The NYT is doing a series on how terrible things are right now; Tuesday’s installment is about a guy who went bankrupt because his health insurance policy, which on its face claimed to cover hospital charges up to $150,000, actually only covered room & board plus $10k.
At St. David’s Medical Center in Austin, where he went for two separate heart procedures last year, the hospital’s admitting office looked at Mr. Yurdin’s coverage and talked to Aetna. St. David’s estimated that his share of the payments would be only a few thousand dollars per procedure.
He and the hospital say they were surprised to eventually learn that the $150,000 hospital coverage in the Aetna policy was mainly for room and board.
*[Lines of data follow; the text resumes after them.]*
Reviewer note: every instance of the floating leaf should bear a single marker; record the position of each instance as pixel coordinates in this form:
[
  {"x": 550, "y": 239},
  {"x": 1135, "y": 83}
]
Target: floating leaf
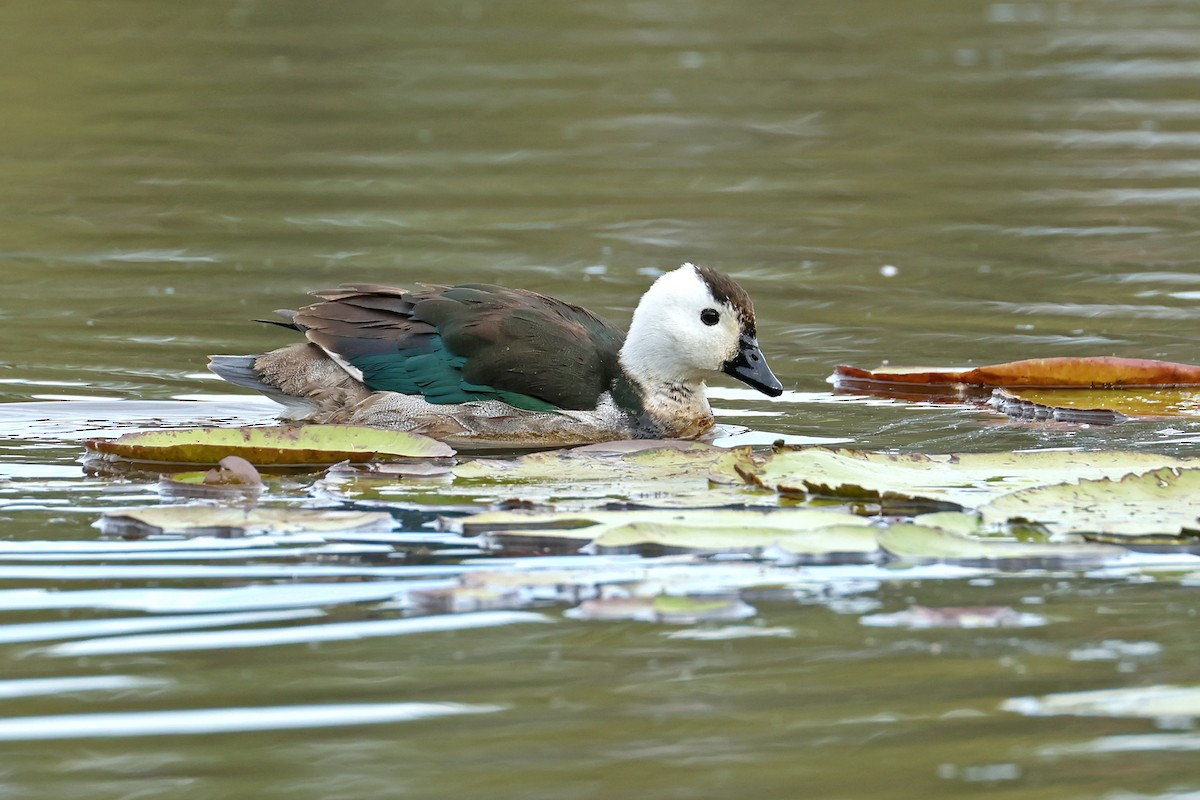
[
  {"x": 1162, "y": 501},
  {"x": 291, "y": 445},
  {"x": 922, "y": 543},
  {"x": 847, "y": 541},
  {"x": 963, "y": 480},
  {"x": 1097, "y": 405},
  {"x": 1145, "y": 702},
  {"x": 665, "y": 461},
  {"x": 233, "y": 477},
  {"x": 798, "y": 531},
  {"x": 226, "y": 521},
  {"x": 1092, "y": 372}
]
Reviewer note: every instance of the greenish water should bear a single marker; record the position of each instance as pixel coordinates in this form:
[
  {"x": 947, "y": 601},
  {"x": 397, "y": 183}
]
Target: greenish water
[{"x": 1026, "y": 172}]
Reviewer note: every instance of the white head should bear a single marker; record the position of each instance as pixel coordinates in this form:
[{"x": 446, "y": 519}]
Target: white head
[{"x": 693, "y": 324}]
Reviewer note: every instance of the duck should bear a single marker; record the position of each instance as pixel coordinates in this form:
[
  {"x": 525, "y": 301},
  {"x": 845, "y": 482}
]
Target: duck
[{"x": 480, "y": 362}]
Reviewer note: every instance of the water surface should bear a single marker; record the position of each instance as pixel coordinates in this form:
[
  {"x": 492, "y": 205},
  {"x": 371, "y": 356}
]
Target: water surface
[{"x": 951, "y": 182}]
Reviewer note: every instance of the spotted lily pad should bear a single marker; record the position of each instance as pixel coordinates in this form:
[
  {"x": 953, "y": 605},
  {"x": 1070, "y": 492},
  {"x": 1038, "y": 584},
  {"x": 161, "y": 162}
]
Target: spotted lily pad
[{"x": 291, "y": 445}]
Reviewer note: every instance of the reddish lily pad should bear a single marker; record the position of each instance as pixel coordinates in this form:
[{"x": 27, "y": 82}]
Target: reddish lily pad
[
  {"x": 289, "y": 445},
  {"x": 1097, "y": 405},
  {"x": 1089, "y": 372}
]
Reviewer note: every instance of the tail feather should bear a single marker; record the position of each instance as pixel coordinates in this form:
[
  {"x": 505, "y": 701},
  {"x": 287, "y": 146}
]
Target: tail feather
[{"x": 239, "y": 370}]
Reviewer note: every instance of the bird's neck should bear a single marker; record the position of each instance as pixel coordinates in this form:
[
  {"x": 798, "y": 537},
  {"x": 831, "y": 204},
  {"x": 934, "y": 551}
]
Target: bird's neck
[{"x": 665, "y": 409}]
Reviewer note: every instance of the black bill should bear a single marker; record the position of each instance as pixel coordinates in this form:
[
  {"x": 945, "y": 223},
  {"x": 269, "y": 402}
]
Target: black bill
[{"x": 750, "y": 367}]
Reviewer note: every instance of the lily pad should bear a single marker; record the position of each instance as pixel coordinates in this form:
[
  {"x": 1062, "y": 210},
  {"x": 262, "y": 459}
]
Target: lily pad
[
  {"x": 661, "y": 474},
  {"x": 1158, "y": 503},
  {"x": 967, "y": 617},
  {"x": 1143, "y": 702},
  {"x": 227, "y": 521},
  {"x": 923, "y": 543},
  {"x": 289, "y": 445},
  {"x": 672, "y": 461},
  {"x": 797, "y": 531},
  {"x": 1097, "y": 405},
  {"x": 1093, "y": 372},
  {"x": 845, "y": 541},
  {"x": 964, "y": 480},
  {"x": 664, "y": 608},
  {"x": 232, "y": 479}
]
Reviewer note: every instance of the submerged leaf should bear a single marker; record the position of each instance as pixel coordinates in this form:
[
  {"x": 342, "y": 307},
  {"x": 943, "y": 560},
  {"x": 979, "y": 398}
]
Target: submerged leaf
[
  {"x": 233, "y": 477},
  {"x": 664, "y": 608},
  {"x": 916, "y": 542},
  {"x": 292, "y": 445},
  {"x": 967, "y": 617},
  {"x": 1162, "y": 501},
  {"x": 798, "y": 531},
  {"x": 1144, "y": 702},
  {"x": 665, "y": 461},
  {"x": 226, "y": 521},
  {"x": 648, "y": 539},
  {"x": 663, "y": 474}
]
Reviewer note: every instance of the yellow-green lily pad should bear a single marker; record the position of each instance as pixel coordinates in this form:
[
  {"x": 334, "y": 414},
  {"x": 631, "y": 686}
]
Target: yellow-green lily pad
[
  {"x": 286, "y": 445},
  {"x": 1159, "y": 503},
  {"x": 964, "y": 480},
  {"x": 797, "y": 531},
  {"x": 659, "y": 474}
]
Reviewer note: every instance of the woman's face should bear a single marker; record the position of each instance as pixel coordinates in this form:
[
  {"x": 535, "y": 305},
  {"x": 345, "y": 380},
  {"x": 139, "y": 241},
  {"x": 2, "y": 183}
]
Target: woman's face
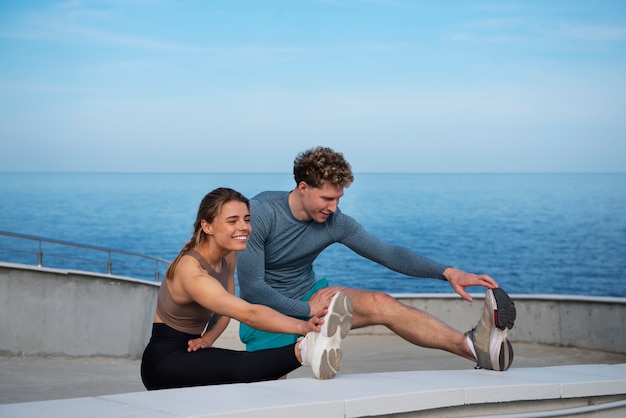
[{"x": 231, "y": 228}]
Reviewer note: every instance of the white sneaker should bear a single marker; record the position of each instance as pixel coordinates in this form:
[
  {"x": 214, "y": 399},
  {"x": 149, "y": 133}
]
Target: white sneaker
[{"x": 323, "y": 352}]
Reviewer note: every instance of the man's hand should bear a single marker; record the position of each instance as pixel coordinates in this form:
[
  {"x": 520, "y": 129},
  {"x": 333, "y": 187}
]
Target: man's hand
[
  {"x": 459, "y": 280},
  {"x": 321, "y": 299}
]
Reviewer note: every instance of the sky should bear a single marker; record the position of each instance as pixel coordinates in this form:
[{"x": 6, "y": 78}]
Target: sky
[{"x": 244, "y": 86}]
Coverage was capped at $10,000 for “other hospital services,” which turned out to include nearly all routine hospital care — the expenses incurred in the operating room, for example, and the cost of any medication he received.
In other words, Aetna would have paid for Mr. Yurdin to stay in the hospital for more than five months — as long as he did not need an operation or any lab tests or drugs while he was there.
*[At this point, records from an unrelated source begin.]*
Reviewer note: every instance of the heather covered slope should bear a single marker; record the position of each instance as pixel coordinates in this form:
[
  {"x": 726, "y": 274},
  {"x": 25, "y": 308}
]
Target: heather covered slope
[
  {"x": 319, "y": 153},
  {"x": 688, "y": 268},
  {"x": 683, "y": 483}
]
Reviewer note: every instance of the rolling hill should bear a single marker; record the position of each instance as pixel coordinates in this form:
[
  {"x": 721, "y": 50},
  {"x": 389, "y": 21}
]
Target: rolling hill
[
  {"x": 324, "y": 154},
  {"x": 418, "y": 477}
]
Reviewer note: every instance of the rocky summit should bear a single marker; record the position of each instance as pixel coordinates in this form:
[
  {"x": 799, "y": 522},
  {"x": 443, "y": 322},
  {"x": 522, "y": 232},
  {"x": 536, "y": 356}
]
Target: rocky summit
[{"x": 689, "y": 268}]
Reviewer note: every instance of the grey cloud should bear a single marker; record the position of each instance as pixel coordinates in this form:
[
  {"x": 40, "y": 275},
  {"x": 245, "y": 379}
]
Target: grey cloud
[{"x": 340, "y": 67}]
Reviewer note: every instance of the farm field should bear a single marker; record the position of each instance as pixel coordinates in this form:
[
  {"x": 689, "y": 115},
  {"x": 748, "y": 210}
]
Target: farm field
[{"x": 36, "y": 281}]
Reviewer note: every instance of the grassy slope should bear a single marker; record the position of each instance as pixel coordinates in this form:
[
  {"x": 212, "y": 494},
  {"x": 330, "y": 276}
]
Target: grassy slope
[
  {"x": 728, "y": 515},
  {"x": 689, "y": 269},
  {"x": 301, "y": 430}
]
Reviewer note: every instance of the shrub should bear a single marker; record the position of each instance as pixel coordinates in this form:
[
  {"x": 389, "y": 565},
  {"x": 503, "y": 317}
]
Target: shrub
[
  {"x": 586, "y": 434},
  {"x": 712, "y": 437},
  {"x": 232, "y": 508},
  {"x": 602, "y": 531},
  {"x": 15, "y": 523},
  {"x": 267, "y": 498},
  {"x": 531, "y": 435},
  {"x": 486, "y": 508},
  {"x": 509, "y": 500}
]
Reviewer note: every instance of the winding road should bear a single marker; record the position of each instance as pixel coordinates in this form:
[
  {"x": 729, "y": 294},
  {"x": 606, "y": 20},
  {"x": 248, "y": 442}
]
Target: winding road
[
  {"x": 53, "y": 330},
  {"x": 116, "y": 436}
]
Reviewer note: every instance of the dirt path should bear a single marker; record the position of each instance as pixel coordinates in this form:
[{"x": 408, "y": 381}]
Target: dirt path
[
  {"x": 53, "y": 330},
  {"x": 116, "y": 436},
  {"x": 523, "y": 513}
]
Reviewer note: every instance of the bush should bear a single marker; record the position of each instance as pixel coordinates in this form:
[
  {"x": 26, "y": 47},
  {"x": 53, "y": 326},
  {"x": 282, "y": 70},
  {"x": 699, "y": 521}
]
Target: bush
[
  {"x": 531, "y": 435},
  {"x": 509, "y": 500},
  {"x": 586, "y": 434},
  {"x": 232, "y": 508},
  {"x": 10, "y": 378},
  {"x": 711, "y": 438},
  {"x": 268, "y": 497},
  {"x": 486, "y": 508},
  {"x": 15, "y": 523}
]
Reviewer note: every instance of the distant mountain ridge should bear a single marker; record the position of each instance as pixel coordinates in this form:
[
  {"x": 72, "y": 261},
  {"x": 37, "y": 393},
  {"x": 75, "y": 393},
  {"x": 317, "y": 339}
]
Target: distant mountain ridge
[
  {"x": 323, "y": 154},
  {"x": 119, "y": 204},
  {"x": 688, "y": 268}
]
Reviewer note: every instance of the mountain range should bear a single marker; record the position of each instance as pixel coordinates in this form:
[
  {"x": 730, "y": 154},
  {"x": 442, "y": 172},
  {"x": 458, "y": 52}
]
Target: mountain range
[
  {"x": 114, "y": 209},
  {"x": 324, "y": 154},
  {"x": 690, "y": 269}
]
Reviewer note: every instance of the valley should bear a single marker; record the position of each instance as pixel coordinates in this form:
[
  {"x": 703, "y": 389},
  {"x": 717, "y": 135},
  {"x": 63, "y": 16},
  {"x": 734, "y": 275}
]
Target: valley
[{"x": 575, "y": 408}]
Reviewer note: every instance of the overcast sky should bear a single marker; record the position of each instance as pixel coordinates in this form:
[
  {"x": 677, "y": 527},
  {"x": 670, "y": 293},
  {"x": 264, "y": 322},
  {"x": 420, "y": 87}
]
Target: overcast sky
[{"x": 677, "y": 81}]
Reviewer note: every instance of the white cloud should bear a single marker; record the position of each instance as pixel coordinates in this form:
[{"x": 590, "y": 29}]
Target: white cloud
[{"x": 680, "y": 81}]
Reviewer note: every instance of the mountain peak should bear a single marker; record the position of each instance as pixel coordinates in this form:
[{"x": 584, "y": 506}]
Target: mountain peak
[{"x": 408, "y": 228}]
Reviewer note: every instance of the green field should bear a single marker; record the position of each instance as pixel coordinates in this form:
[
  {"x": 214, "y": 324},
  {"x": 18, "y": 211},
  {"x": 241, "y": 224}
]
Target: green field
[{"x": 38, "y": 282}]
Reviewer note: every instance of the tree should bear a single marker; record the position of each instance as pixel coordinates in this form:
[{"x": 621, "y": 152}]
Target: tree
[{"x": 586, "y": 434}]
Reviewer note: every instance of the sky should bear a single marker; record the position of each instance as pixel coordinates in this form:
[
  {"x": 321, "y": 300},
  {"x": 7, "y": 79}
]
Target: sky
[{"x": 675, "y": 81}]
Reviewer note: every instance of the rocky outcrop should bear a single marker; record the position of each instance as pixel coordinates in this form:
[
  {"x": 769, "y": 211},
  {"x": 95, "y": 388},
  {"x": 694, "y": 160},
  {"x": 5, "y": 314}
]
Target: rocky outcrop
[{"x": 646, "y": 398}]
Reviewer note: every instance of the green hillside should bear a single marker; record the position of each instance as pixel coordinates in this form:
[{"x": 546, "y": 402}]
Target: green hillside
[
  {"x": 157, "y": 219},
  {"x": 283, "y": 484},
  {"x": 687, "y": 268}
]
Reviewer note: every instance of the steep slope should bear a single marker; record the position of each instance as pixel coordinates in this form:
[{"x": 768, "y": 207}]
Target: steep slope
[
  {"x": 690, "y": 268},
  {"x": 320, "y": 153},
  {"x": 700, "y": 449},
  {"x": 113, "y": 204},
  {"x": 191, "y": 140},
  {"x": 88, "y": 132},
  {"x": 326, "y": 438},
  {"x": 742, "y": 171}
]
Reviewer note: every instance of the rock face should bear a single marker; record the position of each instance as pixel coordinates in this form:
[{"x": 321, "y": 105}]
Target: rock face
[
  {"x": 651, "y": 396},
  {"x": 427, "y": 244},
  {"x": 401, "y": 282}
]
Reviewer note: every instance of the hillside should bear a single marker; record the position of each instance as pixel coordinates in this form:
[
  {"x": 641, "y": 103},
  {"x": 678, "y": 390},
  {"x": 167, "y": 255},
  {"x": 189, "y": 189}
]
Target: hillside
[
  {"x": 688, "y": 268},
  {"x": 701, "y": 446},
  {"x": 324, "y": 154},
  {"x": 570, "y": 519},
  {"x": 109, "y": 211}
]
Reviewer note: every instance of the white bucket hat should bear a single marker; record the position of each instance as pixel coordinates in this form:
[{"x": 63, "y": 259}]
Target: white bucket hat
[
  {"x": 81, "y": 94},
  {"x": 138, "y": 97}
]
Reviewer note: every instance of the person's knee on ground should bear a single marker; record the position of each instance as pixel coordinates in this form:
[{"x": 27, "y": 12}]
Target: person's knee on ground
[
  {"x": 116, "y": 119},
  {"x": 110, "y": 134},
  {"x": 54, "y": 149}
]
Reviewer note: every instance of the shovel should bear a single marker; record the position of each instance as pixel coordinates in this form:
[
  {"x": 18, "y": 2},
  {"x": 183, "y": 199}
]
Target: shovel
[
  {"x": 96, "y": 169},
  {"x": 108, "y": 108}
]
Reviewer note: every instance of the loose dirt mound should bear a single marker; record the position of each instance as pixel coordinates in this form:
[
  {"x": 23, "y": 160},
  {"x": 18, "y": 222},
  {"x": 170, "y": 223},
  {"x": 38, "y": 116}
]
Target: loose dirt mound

All the health-insurance-industry flacks quoted in the piece keep saying how much better things will get after health care reform. Of course, they’re going to be in there pitching to make sure that the reform is as good for them, and as bad for their customers, as possible, but at the end of the day when the Senate has to vote on cloture, stories like this are going to make getting that sixtieth vote a little bit easier.
Meanwhile, Wal-Mart now supports mandatory employer-provided coverage. That’s not the first crack in corporate opposition to the Obama Administration, but it’s a big crack.
The biggest miscalculation made by the Clinton health care team was their bet that corporate executives would act out of corporate self-interest rather than class solidarity. If GM and Chrysler execs, and the execs of the other rustbelt companies with big legacy health-care costs, had acted in the interest of their shareholders and employees rather than in the interests of their business-school classmates and fellow high-bracket taxpayers, those two firms might not be bankrupt today, and we’d have a halfway-civilized health care finance system.
Maybe Wal-Mart has learned their lesson.